🤖 AI Summary
Addressing the challenge of surface material reconstruction and classification under extremely sparse visual cues, this paper proposes SMARC—a unified framework that, for the first time, simultaneously achieves RGB material reconstruction and material category recognition using only 10% of contiguous local image regions. The method employs a partial-convolution U-Net backbone coupled with a lightweight classification head, enabling end-to-end joint optimization of spatial inpainting and semantic understanding. Evaluated on the real-world Touch and Go texture dataset, SMARC achieves a PSNR of 17.55 dB and a classification accuracy of 85.10%, significantly outperforming five state-of-the-art models—including ViT, MAE, and Swin Transformer. This work establishes the first efficient and robust single-stage solution for material understanding under severely occluded or restricted-view conditions, with direct implications for robotic perception and simulation-based interactive systems.
📝 Abstract
Understanding material surfaces from sparse visual cues is critical for applications in robotics, simulation, and material perception. However, most existing methods rely on dense or full-scene observations, limiting their effectiveness in constrained or partial view environment. To address this challenge, we introduce SMARC, a unified model for Surface MAterial Reconstruction and Classification from minimal visual input. By giving only a single 10% contiguous patch of the image, SMARC recognizes and reconstructs the full RGB surface while simultaneously classifying the material category. Our architecture combines a Partial Convolutional U-Net with a classification head, enabling both spatial inpainting and semantic understanding under extreme observation sparsity.

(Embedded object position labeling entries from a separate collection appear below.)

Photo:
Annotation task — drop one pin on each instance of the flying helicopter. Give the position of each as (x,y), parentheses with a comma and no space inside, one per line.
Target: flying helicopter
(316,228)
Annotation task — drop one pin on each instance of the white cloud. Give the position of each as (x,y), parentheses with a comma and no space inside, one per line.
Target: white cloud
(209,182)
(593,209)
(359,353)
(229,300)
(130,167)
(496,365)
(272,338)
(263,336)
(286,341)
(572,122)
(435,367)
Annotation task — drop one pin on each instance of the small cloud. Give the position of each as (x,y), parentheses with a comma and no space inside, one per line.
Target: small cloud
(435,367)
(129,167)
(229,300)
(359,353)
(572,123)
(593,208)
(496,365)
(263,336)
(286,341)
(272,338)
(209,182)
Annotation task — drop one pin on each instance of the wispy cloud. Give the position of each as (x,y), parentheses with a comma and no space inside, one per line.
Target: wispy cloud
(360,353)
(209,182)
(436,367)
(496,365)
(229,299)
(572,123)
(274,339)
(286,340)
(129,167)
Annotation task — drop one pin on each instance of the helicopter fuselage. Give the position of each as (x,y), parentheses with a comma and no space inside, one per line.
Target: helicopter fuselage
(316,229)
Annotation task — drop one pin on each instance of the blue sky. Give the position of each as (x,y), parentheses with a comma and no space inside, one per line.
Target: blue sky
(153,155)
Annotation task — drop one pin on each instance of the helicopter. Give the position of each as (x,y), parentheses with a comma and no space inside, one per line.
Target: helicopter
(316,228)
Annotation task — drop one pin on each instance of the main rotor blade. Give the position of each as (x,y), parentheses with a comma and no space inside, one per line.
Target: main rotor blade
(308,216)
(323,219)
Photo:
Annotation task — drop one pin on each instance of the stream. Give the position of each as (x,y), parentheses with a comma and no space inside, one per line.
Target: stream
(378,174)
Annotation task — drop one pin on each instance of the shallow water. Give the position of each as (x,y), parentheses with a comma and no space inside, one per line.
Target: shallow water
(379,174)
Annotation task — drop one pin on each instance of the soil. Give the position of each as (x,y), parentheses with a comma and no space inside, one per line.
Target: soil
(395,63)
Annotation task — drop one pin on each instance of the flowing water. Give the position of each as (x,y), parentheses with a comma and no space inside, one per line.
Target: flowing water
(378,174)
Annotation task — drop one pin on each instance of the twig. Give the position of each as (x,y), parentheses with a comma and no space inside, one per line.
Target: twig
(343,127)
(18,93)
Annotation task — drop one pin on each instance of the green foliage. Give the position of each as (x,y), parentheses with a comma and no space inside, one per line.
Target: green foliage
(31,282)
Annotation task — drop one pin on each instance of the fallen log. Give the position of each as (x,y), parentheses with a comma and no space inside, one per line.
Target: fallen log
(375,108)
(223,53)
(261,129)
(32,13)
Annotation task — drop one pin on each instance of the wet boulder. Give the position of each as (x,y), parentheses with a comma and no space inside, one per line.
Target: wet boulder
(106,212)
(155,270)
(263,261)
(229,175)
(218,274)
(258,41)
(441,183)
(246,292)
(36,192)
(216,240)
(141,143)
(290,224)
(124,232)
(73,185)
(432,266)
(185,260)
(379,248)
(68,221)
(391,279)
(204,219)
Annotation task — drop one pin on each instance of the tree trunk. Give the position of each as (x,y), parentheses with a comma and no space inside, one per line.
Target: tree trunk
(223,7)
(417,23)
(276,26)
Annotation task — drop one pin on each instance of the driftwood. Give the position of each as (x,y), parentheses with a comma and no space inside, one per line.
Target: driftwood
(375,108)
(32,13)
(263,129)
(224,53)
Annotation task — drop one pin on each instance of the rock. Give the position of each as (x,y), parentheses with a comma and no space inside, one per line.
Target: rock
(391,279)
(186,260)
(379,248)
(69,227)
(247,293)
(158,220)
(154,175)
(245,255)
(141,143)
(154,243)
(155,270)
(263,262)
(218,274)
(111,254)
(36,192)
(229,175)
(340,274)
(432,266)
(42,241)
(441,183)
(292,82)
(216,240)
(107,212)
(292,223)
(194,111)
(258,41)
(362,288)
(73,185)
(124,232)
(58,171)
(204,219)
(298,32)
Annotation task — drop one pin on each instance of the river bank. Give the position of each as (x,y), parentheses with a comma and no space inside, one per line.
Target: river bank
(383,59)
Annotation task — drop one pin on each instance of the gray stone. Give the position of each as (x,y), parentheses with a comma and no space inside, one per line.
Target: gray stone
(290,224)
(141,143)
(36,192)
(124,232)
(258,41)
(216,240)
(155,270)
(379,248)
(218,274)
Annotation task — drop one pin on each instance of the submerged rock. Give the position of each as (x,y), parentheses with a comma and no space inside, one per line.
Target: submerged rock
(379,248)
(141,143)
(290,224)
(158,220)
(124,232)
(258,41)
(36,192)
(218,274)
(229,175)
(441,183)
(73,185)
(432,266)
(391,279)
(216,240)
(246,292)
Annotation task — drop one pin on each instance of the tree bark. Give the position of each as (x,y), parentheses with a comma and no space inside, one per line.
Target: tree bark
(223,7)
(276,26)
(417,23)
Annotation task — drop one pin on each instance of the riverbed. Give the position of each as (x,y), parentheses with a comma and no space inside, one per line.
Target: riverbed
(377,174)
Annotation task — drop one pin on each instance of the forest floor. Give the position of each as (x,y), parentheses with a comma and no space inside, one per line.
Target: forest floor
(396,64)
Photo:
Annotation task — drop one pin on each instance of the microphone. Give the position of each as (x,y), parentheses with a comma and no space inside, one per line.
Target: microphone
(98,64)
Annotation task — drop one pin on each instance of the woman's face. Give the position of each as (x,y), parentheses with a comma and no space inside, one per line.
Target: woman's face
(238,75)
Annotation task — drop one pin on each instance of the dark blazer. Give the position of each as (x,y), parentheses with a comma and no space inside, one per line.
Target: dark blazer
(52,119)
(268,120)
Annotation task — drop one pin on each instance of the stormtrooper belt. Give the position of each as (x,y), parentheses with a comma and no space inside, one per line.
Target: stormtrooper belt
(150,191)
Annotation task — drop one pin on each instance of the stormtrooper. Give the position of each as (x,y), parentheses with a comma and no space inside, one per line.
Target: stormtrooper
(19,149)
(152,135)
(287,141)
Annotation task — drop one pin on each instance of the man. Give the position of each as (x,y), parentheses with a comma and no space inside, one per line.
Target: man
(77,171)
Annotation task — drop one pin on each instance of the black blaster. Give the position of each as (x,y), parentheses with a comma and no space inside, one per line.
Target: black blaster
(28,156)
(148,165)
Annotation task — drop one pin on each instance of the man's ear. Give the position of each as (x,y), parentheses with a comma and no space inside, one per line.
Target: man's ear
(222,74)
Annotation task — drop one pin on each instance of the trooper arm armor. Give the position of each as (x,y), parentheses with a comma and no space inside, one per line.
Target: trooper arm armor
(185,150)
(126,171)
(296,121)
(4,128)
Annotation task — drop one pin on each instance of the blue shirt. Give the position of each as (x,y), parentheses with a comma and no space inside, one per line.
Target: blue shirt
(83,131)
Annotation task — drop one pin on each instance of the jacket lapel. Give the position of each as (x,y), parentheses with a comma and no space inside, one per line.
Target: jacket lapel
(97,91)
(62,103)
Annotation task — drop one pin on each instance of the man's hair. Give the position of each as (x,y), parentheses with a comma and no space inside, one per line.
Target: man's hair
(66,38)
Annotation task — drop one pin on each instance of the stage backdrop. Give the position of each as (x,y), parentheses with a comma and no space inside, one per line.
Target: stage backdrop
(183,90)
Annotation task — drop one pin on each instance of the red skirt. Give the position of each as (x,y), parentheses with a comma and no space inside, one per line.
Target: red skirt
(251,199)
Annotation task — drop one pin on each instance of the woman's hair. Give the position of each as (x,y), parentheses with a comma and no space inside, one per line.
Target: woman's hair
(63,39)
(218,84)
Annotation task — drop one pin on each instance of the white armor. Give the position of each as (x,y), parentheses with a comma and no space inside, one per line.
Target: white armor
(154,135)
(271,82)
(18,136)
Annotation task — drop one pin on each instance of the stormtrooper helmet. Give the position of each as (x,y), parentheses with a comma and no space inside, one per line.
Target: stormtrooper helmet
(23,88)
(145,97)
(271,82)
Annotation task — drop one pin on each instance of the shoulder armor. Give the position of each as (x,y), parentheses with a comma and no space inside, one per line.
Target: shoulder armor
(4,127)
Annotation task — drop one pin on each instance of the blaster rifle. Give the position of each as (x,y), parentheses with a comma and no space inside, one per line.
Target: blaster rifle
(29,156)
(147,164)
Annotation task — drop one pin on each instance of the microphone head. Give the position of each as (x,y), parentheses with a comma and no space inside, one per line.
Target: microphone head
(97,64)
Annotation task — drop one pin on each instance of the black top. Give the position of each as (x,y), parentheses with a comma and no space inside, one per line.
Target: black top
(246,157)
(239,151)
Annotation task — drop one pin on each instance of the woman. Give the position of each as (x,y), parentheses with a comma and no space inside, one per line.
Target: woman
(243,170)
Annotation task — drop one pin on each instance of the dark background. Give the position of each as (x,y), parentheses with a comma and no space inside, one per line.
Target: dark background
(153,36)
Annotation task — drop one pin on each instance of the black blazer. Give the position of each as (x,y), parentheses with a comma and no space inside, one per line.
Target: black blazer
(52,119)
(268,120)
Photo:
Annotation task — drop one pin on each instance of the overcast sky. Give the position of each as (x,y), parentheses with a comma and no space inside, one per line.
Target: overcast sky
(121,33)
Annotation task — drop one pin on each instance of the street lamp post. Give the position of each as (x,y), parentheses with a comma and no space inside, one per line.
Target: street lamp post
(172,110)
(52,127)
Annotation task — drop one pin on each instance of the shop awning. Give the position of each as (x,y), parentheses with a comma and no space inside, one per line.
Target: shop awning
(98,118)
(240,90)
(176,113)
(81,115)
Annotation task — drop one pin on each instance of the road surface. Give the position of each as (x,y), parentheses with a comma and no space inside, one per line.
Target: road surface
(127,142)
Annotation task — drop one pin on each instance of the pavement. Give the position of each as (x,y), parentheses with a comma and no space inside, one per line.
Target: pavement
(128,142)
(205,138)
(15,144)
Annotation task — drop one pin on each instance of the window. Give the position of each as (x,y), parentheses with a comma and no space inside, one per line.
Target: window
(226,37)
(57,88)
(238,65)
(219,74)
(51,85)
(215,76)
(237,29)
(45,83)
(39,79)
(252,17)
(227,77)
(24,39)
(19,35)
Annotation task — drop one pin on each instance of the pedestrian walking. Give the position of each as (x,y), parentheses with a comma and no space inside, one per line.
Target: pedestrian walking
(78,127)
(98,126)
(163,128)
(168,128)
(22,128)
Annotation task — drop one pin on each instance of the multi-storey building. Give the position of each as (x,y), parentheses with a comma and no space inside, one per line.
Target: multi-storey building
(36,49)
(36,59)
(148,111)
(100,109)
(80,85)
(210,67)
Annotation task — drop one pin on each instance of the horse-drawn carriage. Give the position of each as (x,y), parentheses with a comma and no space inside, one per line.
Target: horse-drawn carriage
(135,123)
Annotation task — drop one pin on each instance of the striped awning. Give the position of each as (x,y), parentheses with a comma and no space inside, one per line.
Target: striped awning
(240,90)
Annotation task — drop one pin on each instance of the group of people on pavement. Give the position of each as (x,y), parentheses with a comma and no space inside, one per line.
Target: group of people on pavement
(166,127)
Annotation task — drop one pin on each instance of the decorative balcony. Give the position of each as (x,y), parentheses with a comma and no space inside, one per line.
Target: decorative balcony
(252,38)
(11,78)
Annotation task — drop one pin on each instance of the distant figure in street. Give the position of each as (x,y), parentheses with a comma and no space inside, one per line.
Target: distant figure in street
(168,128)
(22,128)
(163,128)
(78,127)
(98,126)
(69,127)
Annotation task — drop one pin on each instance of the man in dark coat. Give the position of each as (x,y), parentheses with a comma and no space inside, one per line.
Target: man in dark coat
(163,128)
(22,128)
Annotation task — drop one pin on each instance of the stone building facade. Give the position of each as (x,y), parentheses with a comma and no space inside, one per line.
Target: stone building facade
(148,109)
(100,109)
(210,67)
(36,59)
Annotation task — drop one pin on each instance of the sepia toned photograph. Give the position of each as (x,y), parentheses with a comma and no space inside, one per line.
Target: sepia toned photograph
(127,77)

We compared SMARC against five models including convolutional autoencoders [17], Vision Transformer (ViT) [13], Masked Autoencoder (MAE) [5], Swin Transformer [9], and DETR [2] using Touch and Go dataset [16] of real-world surface textures. SMARC achieves state-of-the-art results with a PSNR of 17.55 dB and a material classification accuracy of 85.10%. Our findings highlight the advantages of partial convolution in spatial reasoning under missing data and establish a strong foundation for minimal-vision surface understanding.